Depression was a crippling disorder for a long time for me-- I've recently floated into the territory of bipolar type II and I have some underlying conditions like depersonalization and generalized anxiety that have stuck with me, and have become an unavoidable aspect of life.

Coping took a long time, but I dedicated most of my life to self study, and trying to better understand my mind and behaviour as a whole. A lot of drug abuse took me a step lower in reaching that understanding, but I've been better for quite awhile in that department. And now with no withdrawal effects, or lingering PTSD (for the most part-- I had a really bad acid trip before I stopped indulging in psychedelics for awhile, just now getting over it really. I still start up into panic mode if I depersonalize a little bit but I have methods for keeping myself grounded), I can finally see things more clearly, and learn when I'm being irrational, and keep reminding myself of what's what.

In any mental illness, solid reminders and moderating your thoughts to weed out the unnecessary/harmful ones is essential. It takes a long time to study and understand what those are on an individual level, but if something like a mood swing or anxiety episode is triggering and you sense a pattern, take notes. It's time to reprogram certain cognitive fixations away from necessity.

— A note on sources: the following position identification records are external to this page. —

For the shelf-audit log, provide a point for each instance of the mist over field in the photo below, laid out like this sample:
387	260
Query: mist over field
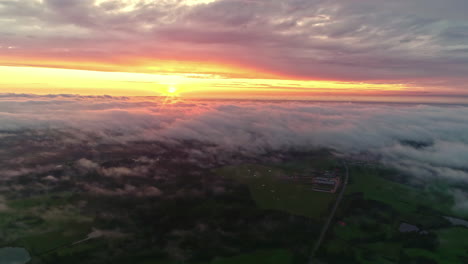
422	140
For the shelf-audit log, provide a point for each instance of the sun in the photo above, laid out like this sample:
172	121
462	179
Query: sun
171	90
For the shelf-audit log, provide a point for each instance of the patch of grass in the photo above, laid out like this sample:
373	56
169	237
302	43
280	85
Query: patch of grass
403	198
279	256
41	243
270	192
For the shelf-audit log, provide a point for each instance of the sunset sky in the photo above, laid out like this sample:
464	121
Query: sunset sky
231	48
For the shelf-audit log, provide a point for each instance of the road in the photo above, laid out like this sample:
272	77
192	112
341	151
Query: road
330	217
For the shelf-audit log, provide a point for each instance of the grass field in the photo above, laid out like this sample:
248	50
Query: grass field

If anyone is seeking advice or needs whether its with direct mental health issues, thoughts of harm, or substance abuse problems, here are a few links you can pick at:


- Information on Cognitive Behavioral Therapy [CBT]
- Acceptance and Commitment Training [ACT]
- Meditation basics
- Mindfulness basics
- Lucid dreaming [also a huge community aimed to help people sleep better]
- The human brain [learning some basics on how it works]
- /r/Depression, /r/SuicideWatch, /r/Anxiety, /r/Bipolar
- RecoverYourLife [support network for self harm and mental illness with live chat]
- List of resources used related to SuicideWatch
- Tripsit.me [For live support on substance abuse and addiction and harm reduction/prevention]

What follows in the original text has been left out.